If the credit union selects one of the names submitted by the public, the person who entered that name will win $500, though the contest states the new name may come from outside the submitted entries.
The current name-change competition was first opened to employees of the mill during the annual meeting, giving them a one-day head start over the rest of the community. In the few weeks the campaign has been running, the CU has received more than 400 suggested names.
“We’re trying to get names, ideas and get the community involved to let them know we’re changing our name and we want them to be a part of this,” she said.
Avoiding the 'Boaty McBoatface' problem
Because Natchitoches is located in an area with a lot of old plantation homes, rivers and brick streets, many of the suggestions that have come in have related to the city itself, fleur-de-lis, magnolia and other things related to Louisiana. While the credit union’s management and board will make the final decision on the new name, allowing public suggestions can carry an element of risk — just ask the Brits who allowed the public to help name a ship in 2016 only to wind up with “Boaty McBoatface” leading the pack.
So has Red River Mill Employees seen anything like that?
“There have been some interesting ones,” Deloney said with a chuckle, adding that she can’t share the more outlandish names until the contest ends and the winner is revealed at the end of June.
Many of the names that have come in have also included one particular word the credit union doesn’t want to be associated with — bank.
“Some of the entries submitted have used the word ‘bank’ when they submitted the name, so we know we have a bit of education to be done here,” said Deloney. She explained that hers is the only credit union based in the region, though one Baton Rouge-based CU does maintain a branch in Natchitoches.
“There’s not a lot of credit union activity in these parishes, even though we have quite a few in the neighboring parishes,” she said. “I just think people don’t quite understand what a credit union is yet, at least in our area.”
Even if getting the word out has been a challenge, the tiny credit union has already managed to do one thing many of its similarly sized counterparts have not — turn a profit. With just $8.8 million in assets and about 1,200 members, Red River Mill Employees FCU saw a net income of nearly $92,000 last year, down from more than $190,000 in 2016. It earned just over $30,000 during the first quarter of 2018.
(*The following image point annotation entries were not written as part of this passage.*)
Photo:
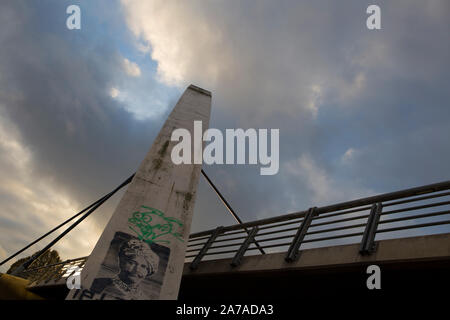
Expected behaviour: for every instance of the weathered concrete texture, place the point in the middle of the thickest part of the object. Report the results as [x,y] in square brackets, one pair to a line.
[158,184]
[415,249]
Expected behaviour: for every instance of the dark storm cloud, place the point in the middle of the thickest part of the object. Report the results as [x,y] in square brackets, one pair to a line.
[359,111]
[54,88]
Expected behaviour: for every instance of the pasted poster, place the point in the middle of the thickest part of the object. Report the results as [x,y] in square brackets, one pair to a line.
[136,262]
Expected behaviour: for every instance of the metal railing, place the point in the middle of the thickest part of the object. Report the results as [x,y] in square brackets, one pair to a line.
[410,212]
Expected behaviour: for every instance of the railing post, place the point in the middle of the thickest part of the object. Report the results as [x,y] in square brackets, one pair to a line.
[368,245]
[293,252]
[240,253]
[202,252]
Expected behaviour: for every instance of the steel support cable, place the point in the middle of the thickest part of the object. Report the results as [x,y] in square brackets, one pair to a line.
[91,209]
[230,210]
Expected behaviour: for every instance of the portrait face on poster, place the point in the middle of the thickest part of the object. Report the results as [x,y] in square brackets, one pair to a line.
[132,269]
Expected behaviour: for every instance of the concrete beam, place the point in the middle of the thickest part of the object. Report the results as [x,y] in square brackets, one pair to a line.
[414,249]
[140,254]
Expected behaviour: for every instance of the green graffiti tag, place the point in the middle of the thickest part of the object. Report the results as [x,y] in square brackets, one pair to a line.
[151,225]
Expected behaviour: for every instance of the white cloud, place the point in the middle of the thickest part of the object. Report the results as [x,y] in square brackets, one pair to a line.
[31,205]
[348,156]
[323,187]
[240,54]
[114,92]
[131,68]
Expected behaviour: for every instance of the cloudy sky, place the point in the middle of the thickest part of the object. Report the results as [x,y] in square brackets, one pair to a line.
[360,112]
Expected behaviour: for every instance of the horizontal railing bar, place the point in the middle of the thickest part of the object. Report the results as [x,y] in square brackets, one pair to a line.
[281,224]
[445,185]
[337,228]
[220,246]
[276,238]
[416,199]
[220,252]
[231,233]
[417,216]
[199,238]
[276,231]
[414,226]
[437,204]
[196,244]
[348,235]
[341,213]
[338,221]
[229,239]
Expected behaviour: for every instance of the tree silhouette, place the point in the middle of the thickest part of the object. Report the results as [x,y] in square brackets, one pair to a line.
[49,257]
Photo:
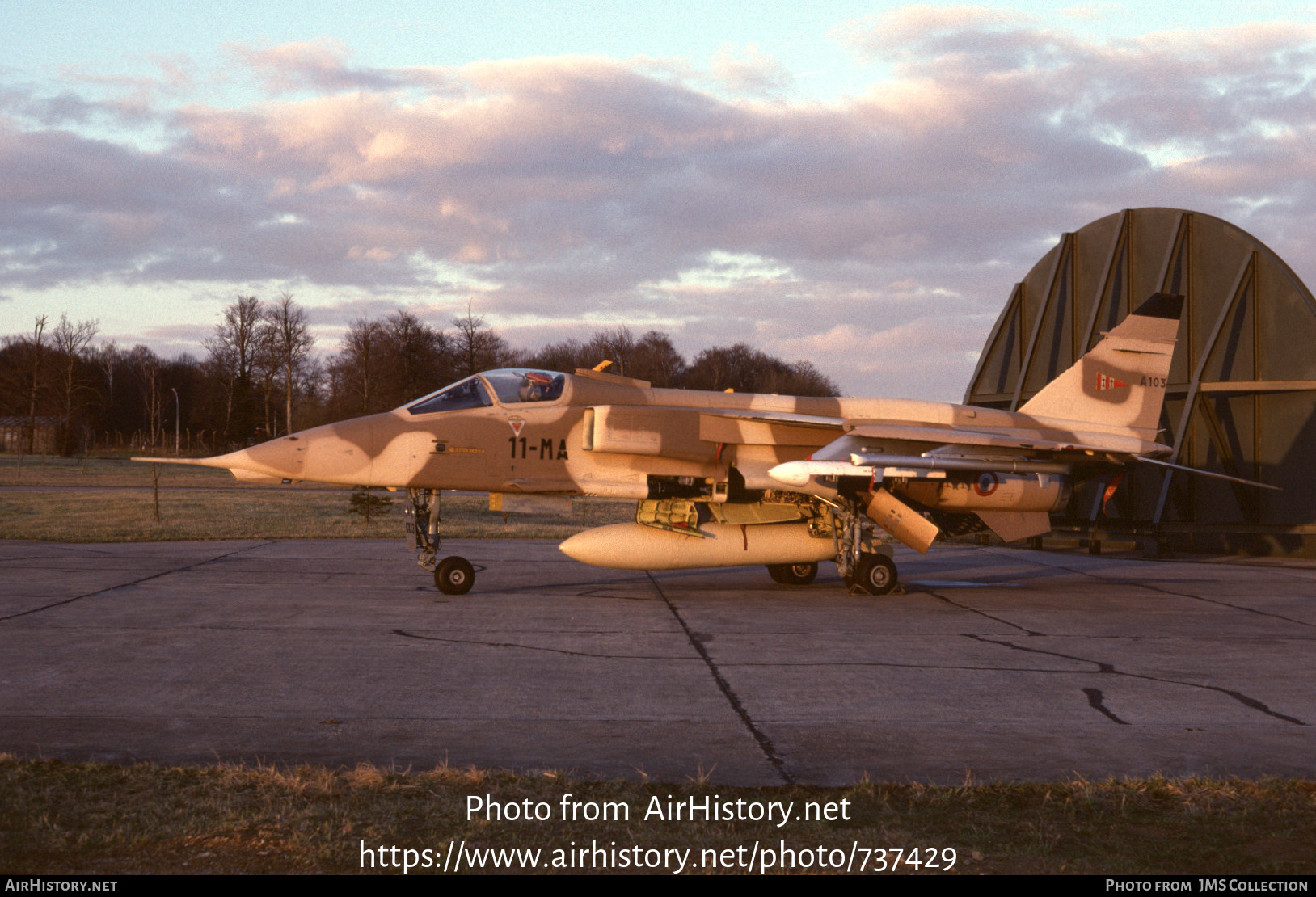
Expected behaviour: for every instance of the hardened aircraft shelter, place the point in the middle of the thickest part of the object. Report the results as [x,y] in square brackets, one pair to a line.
[1242,385]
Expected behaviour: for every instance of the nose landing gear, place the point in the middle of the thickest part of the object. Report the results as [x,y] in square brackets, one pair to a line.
[453,575]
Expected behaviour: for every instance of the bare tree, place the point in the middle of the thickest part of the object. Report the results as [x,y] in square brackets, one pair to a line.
[36,381]
[478,347]
[358,362]
[293,343]
[232,356]
[71,343]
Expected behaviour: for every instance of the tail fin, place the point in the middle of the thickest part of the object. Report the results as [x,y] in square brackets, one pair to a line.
[1121,381]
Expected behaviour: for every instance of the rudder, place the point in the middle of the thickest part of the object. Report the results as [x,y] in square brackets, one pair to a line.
[1120,383]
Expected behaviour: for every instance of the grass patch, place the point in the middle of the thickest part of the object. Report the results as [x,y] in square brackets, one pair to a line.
[103,470]
[106,819]
[186,513]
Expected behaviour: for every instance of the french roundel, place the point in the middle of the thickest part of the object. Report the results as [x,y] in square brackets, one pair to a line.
[986,484]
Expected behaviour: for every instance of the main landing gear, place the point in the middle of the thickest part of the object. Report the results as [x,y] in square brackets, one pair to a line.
[863,561]
[453,575]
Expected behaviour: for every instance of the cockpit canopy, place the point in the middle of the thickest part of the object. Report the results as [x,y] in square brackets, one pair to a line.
[511,385]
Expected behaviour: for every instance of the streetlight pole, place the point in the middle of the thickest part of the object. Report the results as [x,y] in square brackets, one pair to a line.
[176,415]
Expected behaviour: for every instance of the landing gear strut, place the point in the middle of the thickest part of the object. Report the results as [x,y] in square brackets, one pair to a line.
[452,575]
[858,555]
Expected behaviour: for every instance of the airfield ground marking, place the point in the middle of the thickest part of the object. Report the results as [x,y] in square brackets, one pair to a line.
[137,582]
[1110,668]
[765,743]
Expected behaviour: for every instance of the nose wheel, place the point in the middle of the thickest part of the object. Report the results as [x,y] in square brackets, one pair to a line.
[454,575]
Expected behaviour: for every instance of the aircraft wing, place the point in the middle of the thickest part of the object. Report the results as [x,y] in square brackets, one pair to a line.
[951,437]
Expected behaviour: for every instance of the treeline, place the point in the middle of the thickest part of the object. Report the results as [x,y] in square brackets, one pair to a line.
[63,391]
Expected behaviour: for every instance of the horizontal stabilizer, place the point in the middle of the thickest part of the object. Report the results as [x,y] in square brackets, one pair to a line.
[1211,474]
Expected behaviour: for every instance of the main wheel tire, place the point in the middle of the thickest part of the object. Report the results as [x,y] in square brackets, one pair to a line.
[875,574]
[454,575]
[792,574]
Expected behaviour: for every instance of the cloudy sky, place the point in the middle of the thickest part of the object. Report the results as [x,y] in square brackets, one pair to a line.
[853,183]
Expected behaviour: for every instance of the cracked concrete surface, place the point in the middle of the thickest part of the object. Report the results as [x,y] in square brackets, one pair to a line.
[995,664]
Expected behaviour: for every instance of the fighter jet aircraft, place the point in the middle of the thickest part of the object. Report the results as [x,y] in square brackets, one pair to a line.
[735,479]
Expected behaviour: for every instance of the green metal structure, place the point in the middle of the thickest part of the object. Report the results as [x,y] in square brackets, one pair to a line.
[1242,387]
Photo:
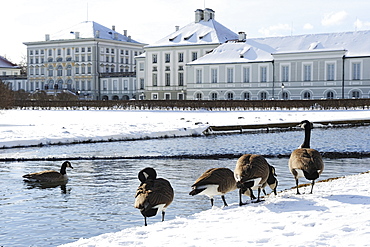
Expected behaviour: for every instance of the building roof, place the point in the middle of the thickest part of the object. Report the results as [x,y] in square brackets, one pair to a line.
[90,29]
[264,49]
[5,63]
[198,33]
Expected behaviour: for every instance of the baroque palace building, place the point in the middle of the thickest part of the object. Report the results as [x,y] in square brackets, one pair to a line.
[206,61]
[90,60]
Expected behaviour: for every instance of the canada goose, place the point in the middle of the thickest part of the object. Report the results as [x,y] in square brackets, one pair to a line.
[50,175]
[304,161]
[251,172]
[215,181]
[153,195]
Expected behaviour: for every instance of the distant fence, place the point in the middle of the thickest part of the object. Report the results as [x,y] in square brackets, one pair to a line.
[198,104]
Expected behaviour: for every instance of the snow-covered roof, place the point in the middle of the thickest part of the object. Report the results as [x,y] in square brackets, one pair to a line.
[90,29]
[5,63]
[198,33]
[264,49]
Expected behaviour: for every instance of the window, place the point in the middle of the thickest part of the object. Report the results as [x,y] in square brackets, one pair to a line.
[69,70]
[214,96]
[355,94]
[50,71]
[168,79]
[198,76]
[356,71]
[330,95]
[307,72]
[230,75]
[285,73]
[330,72]
[194,56]
[141,83]
[306,95]
[230,96]
[263,75]
[246,96]
[154,58]
[155,80]
[125,85]
[246,74]
[181,79]
[167,57]
[181,57]
[214,74]
[263,96]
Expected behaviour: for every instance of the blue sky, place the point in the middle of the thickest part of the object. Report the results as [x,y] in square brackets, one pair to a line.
[150,20]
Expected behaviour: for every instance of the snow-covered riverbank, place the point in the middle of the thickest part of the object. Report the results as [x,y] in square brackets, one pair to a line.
[34,127]
[336,214]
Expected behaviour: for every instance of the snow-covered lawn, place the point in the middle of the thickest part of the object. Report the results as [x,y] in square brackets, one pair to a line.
[336,214]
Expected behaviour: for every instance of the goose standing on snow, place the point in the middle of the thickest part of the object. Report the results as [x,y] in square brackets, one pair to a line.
[50,175]
[215,181]
[153,195]
[304,161]
[251,172]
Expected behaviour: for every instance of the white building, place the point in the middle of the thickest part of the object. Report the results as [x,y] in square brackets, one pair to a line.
[162,73]
[88,59]
[317,66]
[10,74]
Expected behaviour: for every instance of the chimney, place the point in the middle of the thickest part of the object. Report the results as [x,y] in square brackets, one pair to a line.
[198,15]
[209,14]
[242,36]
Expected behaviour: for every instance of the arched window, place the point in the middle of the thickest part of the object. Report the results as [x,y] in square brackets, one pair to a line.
[230,96]
[69,70]
[355,94]
[263,96]
[306,95]
[246,96]
[60,70]
[214,96]
[330,95]
[50,71]
[69,84]
[285,96]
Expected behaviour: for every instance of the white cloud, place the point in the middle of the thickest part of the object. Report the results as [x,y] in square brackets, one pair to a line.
[334,18]
[362,24]
[308,26]
[275,30]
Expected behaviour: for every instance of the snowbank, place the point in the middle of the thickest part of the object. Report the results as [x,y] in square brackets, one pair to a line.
[35,127]
[336,214]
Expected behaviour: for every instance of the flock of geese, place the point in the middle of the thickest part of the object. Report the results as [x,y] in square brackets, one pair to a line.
[252,172]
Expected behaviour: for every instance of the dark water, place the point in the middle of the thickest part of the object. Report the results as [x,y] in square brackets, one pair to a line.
[99,196]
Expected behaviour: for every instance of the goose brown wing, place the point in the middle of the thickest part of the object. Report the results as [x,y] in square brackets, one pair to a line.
[154,192]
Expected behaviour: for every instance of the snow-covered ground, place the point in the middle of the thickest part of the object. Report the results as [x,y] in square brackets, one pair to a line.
[34,127]
[336,214]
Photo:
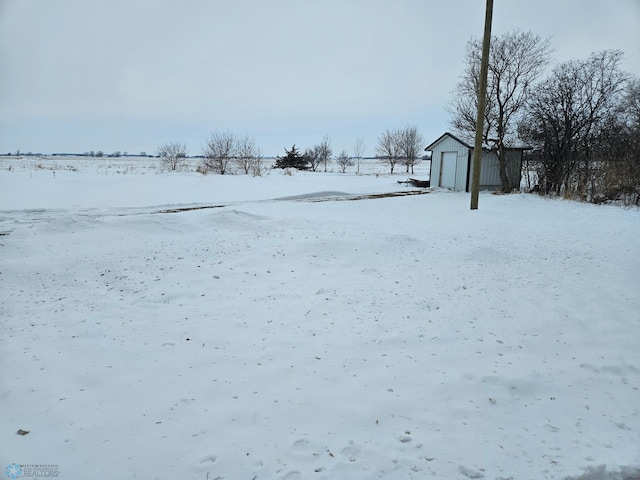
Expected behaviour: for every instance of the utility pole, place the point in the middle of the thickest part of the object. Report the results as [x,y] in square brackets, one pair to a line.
[482,100]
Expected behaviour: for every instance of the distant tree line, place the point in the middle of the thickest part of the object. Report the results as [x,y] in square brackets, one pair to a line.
[581,123]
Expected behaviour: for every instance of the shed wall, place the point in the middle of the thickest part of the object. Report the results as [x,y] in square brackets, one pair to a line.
[489,171]
[449,144]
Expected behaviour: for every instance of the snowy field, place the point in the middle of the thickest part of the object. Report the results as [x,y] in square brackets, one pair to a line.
[164,325]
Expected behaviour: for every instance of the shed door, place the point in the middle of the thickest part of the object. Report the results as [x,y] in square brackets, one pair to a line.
[448,169]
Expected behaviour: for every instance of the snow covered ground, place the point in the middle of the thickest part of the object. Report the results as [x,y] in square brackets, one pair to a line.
[286,327]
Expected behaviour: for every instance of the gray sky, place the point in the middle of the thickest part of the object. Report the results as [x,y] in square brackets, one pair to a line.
[128,75]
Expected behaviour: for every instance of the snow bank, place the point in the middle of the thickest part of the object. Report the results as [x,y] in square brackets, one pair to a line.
[402,337]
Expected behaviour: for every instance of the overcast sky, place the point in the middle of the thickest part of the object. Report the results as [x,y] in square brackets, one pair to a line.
[128,75]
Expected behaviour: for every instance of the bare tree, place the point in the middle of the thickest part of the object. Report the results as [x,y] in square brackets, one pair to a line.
[388,150]
[344,161]
[516,59]
[324,151]
[247,154]
[569,117]
[358,151]
[410,146]
[220,150]
[313,156]
[172,154]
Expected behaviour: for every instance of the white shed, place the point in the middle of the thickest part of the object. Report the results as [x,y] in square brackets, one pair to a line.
[452,164]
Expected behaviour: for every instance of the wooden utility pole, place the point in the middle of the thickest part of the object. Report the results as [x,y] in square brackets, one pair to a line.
[482,100]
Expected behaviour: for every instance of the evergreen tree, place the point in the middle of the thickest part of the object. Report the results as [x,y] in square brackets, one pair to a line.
[292,159]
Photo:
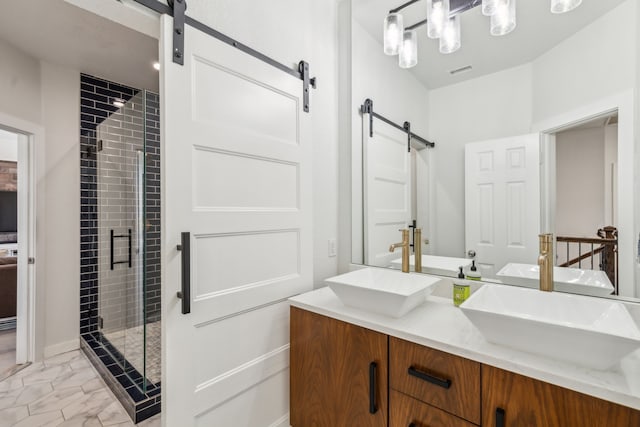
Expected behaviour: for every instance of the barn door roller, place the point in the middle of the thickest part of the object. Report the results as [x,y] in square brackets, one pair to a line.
[177,9]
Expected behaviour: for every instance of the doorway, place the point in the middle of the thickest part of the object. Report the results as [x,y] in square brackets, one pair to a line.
[586,226]
[16,245]
[618,108]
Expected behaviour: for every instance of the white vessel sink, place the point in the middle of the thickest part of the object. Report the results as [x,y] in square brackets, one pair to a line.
[574,280]
[381,290]
[591,332]
[438,265]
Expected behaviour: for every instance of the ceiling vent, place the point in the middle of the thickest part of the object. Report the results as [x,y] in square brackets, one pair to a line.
[461,70]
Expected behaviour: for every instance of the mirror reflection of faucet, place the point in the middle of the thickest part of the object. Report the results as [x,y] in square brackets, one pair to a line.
[545,261]
[405,249]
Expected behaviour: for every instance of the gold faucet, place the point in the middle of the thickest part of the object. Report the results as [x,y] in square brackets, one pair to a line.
[545,261]
[417,249]
[405,249]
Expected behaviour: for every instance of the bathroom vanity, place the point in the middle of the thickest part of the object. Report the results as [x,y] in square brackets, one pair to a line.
[432,367]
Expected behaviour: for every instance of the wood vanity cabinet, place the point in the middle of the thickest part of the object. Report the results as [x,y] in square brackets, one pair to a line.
[338,373]
[512,400]
[440,379]
[346,375]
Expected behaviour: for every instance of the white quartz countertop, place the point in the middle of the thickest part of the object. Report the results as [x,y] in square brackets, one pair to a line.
[439,324]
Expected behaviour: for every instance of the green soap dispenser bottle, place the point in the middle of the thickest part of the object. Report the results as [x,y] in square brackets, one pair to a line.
[473,273]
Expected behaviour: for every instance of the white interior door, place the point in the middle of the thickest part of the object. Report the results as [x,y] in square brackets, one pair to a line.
[237,176]
[502,208]
[387,191]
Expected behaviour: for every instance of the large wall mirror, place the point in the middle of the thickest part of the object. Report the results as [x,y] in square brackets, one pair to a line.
[534,132]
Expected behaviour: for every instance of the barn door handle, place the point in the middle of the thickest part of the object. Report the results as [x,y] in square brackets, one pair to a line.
[185,293]
[440,382]
[373,367]
[500,416]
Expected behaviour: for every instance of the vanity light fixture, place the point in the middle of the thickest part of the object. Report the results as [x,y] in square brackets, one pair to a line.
[393,33]
[489,7]
[443,23]
[450,38]
[437,13]
[408,56]
[503,20]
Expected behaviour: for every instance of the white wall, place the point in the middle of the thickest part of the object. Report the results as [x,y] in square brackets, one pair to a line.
[48,96]
[493,106]
[61,120]
[596,62]
[610,169]
[579,182]
[8,146]
[19,84]
[396,94]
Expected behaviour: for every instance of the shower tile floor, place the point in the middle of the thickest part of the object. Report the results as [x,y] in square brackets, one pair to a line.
[64,390]
[130,342]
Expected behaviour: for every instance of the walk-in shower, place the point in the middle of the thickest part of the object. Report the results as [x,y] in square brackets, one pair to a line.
[120,238]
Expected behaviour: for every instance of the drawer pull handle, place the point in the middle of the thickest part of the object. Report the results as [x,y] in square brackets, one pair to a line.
[429,378]
[500,416]
[373,366]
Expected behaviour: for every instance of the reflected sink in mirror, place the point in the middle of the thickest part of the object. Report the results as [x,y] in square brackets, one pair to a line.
[572,280]
[382,291]
[438,265]
[591,332]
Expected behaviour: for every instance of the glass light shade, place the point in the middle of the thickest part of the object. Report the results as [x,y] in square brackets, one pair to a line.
[503,21]
[409,50]
[450,38]
[393,29]
[437,14]
[489,7]
[562,6]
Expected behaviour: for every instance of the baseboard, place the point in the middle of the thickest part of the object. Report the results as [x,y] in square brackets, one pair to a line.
[62,347]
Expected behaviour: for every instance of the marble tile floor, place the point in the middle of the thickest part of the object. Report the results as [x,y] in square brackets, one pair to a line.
[64,390]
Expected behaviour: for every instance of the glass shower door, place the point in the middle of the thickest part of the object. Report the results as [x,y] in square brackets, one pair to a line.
[121,236]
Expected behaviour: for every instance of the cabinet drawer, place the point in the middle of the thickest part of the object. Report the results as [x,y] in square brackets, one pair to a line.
[440,379]
[406,411]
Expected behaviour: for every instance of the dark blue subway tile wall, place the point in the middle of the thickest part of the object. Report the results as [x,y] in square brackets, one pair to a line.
[94,108]
[152,237]
[96,104]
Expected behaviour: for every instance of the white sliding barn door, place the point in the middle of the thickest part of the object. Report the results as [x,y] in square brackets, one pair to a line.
[387,190]
[502,201]
[237,176]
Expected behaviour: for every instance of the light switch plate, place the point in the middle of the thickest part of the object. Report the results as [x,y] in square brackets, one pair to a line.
[333,251]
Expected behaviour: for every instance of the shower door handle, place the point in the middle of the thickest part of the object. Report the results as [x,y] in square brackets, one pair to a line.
[185,293]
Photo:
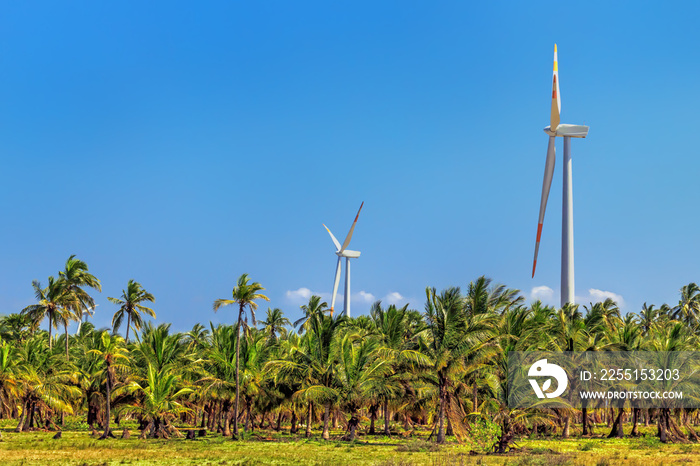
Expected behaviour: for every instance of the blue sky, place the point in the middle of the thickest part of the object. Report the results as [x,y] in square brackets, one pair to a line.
[184,144]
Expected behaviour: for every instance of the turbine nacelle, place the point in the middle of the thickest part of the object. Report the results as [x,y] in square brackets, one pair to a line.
[342,252]
[573,131]
[348,253]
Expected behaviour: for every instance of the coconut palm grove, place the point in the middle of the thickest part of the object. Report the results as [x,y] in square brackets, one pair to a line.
[435,374]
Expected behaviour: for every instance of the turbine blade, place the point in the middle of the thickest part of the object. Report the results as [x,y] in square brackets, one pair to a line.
[335,284]
[556,98]
[335,241]
[546,184]
[346,243]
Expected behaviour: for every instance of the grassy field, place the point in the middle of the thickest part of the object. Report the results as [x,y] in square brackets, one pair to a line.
[267,448]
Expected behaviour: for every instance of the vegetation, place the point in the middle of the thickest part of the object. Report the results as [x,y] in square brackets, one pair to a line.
[435,378]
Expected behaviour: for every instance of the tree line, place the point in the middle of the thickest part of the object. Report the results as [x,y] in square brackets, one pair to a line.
[443,368]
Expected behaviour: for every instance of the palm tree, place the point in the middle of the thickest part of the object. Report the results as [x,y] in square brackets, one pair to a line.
[244,294]
[313,307]
[75,276]
[399,341]
[161,395]
[48,382]
[112,352]
[52,301]
[275,323]
[454,337]
[10,375]
[131,307]
[688,308]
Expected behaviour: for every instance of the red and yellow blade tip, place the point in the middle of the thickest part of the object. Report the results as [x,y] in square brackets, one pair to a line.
[358,212]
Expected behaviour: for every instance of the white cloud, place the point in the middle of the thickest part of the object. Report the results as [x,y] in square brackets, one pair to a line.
[543,293]
[299,296]
[601,295]
[365,297]
[394,298]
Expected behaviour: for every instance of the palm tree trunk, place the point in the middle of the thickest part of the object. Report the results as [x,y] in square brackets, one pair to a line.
[293,429]
[325,435]
[238,352]
[373,417]
[441,413]
[566,429]
[308,420]
[22,417]
[109,389]
[227,418]
[65,325]
[386,418]
[352,425]
[128,324]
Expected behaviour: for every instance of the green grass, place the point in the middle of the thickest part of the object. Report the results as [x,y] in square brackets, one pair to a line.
[272,448]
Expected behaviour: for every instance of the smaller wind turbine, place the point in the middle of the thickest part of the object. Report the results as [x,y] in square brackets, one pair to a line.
[342,251]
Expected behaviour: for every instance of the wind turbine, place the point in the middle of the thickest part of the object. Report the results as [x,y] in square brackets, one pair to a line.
[342,251]
[567,225]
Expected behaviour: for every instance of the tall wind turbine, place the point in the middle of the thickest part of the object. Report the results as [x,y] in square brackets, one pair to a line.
[342,251]
[567,225]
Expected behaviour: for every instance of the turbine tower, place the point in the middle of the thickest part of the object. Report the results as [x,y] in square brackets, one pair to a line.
[343,252]
[567,225]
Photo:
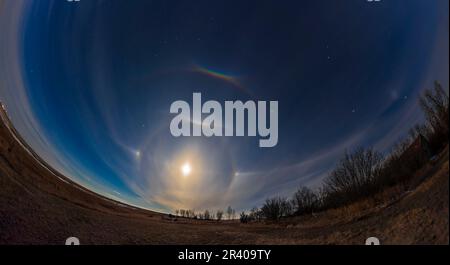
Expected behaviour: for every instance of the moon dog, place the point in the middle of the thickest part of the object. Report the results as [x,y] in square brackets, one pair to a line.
[212,124]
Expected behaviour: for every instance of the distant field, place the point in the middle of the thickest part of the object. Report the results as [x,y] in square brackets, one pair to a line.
[37,206]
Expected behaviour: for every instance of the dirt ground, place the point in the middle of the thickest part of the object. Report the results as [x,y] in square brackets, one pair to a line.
[39,206]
Whatever the new name turns out to be, Deloney and her team are setting out to change that. Along with the rebranding — which will also include a new logo and new signage — the credit union plans to work with a pair of professional marketers for 12 months to spread the word, reintroduce the credit union and help educate the public about the CU difference
“We’re trying to play catch-up and get the word out about our credit union and how we’re different,” she said. “We’re CDFI-certified, so our main goal is to try to serve the underbanked and the unbanked. We’re doing that pretty well…We’re just trying to reach the community in a little bit different way. We’re not here to make money, we’re here to reach the people that fall through the cracks.”